Смех вроде был совсем не к месту.
«Выходит, не столь уж и скорбят по Изяславу», — подумал Избигнев. На устах его проступила слабая улыбка.
— Потолковать бы нам, боярин, — попросил он.
— Что ж, перетолкуем. Оно как же. Вот до хором моих дойдём, и милости прошу в палату, — живо откликнулся Нестор. — Есь о чём словом перемолвиться, согласен. Да и тебе, верно, сидеть в Киеве надоело. Тако ить?
— Так.
...В палате Избигнев смог снять, наконец, опостылевший коц и остаться в простой суконной рубахе. Нестор также сбросил с плеч траурное облачение.
— Хочу совет твой услыхать, боярин, — начал, не откладывая, разговор Избигнев.

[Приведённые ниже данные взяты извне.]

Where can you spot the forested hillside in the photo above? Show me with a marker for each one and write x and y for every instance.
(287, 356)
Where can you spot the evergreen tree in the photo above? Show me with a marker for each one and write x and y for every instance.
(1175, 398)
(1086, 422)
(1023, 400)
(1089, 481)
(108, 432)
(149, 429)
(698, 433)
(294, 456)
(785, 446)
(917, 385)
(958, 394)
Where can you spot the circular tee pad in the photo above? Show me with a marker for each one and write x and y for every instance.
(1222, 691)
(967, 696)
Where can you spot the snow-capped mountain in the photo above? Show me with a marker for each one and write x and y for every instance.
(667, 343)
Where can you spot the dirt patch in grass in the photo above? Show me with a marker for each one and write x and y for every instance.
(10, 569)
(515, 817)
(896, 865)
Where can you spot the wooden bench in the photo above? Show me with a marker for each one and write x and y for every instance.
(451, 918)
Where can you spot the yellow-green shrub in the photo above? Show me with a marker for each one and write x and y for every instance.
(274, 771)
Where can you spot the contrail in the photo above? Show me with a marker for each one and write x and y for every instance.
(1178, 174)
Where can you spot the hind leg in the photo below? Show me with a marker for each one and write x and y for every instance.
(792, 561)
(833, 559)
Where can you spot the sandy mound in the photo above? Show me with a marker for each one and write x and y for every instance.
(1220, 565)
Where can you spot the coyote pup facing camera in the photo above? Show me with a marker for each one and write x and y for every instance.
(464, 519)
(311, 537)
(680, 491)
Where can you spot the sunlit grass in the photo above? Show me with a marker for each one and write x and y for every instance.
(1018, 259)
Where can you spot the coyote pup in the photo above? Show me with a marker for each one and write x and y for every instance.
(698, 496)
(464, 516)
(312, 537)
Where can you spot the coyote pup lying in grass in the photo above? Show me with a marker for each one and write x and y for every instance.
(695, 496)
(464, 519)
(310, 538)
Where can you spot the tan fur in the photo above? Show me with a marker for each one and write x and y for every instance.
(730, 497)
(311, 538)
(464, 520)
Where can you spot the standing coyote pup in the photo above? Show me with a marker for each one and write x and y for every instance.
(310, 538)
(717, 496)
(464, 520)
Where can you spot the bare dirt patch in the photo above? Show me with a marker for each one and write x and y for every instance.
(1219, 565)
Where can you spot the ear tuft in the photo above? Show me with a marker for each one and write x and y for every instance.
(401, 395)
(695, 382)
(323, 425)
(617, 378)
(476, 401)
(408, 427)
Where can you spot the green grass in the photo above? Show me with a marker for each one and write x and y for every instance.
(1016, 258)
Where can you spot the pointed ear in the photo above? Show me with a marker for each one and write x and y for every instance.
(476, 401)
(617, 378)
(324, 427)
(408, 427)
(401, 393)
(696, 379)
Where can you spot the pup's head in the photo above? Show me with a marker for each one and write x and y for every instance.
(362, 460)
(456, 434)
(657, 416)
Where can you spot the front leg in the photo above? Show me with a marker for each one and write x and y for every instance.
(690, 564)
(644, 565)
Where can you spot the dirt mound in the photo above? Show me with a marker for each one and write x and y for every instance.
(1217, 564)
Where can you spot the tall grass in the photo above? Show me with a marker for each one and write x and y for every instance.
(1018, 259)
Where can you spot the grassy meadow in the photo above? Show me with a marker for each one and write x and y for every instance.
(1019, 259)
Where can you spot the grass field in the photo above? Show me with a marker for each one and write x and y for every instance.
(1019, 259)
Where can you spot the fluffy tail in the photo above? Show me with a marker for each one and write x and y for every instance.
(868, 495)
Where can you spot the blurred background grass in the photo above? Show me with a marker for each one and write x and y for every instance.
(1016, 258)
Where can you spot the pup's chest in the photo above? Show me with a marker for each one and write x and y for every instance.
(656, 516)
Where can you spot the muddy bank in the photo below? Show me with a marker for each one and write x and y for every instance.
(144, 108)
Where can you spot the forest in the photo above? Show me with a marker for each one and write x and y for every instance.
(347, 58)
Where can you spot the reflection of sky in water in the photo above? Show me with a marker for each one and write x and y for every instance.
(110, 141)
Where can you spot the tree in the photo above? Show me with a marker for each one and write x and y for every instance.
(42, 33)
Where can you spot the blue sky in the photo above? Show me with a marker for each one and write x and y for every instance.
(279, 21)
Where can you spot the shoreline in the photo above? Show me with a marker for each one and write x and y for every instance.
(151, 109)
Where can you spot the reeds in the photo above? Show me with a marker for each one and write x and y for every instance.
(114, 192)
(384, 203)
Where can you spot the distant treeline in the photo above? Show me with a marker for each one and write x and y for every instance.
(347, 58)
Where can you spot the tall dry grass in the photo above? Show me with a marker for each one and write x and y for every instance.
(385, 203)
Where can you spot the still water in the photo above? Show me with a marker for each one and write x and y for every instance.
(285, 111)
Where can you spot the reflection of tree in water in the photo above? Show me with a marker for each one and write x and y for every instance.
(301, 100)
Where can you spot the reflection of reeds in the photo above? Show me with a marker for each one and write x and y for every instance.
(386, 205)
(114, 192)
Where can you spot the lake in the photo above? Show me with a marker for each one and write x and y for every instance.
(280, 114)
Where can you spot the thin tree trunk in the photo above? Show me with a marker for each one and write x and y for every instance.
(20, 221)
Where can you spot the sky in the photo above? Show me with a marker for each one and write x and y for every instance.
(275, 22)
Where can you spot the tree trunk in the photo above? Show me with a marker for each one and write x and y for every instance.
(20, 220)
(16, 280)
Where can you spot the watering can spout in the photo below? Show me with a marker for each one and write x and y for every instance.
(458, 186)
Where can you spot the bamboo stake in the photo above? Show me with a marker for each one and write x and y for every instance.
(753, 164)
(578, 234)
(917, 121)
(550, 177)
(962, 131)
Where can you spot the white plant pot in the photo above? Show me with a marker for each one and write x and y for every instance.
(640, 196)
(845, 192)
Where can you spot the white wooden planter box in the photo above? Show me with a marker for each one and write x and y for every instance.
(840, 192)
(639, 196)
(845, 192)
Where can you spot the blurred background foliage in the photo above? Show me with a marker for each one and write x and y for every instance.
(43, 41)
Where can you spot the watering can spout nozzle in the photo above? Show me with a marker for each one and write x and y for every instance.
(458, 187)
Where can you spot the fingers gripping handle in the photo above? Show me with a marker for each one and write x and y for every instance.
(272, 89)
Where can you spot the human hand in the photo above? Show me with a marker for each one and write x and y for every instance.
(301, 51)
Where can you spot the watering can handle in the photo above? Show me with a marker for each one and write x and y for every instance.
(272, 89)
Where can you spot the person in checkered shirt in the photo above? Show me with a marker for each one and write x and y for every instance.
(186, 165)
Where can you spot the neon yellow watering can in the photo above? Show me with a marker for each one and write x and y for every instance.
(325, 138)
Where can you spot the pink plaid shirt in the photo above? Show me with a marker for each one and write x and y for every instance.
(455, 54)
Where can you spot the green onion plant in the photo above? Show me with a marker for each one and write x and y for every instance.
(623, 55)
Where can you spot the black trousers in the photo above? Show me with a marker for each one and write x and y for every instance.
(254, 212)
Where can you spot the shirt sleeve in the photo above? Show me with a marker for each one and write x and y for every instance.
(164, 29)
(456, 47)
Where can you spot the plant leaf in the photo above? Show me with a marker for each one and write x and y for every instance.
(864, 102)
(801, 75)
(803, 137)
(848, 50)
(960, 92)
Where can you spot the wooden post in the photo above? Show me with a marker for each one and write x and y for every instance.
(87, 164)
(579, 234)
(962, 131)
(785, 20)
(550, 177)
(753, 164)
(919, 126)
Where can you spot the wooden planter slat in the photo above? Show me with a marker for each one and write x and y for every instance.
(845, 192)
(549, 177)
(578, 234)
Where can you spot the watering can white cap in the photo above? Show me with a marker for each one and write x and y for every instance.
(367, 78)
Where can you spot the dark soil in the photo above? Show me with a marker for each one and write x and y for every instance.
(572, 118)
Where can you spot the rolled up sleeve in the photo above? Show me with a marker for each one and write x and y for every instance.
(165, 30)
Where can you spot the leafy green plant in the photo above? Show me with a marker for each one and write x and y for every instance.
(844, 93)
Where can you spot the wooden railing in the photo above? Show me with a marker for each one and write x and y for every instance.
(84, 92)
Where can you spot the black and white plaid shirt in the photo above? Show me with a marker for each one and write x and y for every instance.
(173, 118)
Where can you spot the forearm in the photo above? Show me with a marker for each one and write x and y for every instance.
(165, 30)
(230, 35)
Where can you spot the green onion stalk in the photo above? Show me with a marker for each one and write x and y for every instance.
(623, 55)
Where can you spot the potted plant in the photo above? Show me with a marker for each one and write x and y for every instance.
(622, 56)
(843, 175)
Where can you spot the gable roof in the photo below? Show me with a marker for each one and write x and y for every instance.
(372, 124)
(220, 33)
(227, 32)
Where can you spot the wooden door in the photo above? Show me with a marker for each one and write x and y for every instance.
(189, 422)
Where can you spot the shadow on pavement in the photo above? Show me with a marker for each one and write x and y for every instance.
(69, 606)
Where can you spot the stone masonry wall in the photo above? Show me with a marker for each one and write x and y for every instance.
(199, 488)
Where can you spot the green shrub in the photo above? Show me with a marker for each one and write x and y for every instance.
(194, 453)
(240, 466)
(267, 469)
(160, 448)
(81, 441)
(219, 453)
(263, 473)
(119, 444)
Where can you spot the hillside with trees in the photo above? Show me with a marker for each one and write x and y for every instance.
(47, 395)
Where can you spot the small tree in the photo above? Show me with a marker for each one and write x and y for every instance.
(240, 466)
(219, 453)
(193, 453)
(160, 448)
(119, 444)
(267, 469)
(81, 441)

— О грамотице, верно, князя твово речь пойдёт. Ну дак вот, — Нестор низко наклонился над столом и, в упор глядя на юношу своими хитрыми карими глазами, промолвил наставительно. — Мой тебе совет. Грамотицу сию никому не показывай. Упрячь подале и скачи в свой Галич. Нету князя Изяслава, и некому покуда городки енти чёртовы отдавать. Мыслю, смуты в Киеве ныне начнутся. И князь твой тя по головке не погладит, аще[174] ты грамотицей сей трясти пред боярами киевскими почнёшь. Уезжай неприметно. Окромя меня да брата мово Петра никто о тебе тут толком не прознал. То и добре. И для тебя, и для князя твово. Коней тебе дам добрых, охрану наряжу, своих гридней такожде бери да езжай. Да, вот ещё что. Помнишь, про боярина Ляха речь у нас была?
— Помню, как же.
— Дак вот. Бежал твой боярин.
— Как так? Вы с Петром баили, в порубе он, под запорами.
— Эх, вьюнош! — Нестор усмехнулся. — Со сребром любой из наших порубов дорогу сыщет.
Избигнев промолчал. Знал он, что боярин Лях — враг князя Ярослава. Судя по всему, он как раз и договаривался с покойным Святополком о галицком столе. А раз так... Нестор прав. Он должен спешить в Галич. Но прежде... Был у него ещё один вопрос к этому, как видно, искушённому в державных хитростях боярину.
— Как мыслишь, друже Нестор, — спросил он прямо. — Кто теперь в Киеве сядет?
Нестор вздохнул, поскрёб перстами свою жёсткую колючую бородёнку, отмолвил не сразу, видно, сам немало думал над этим вопросом.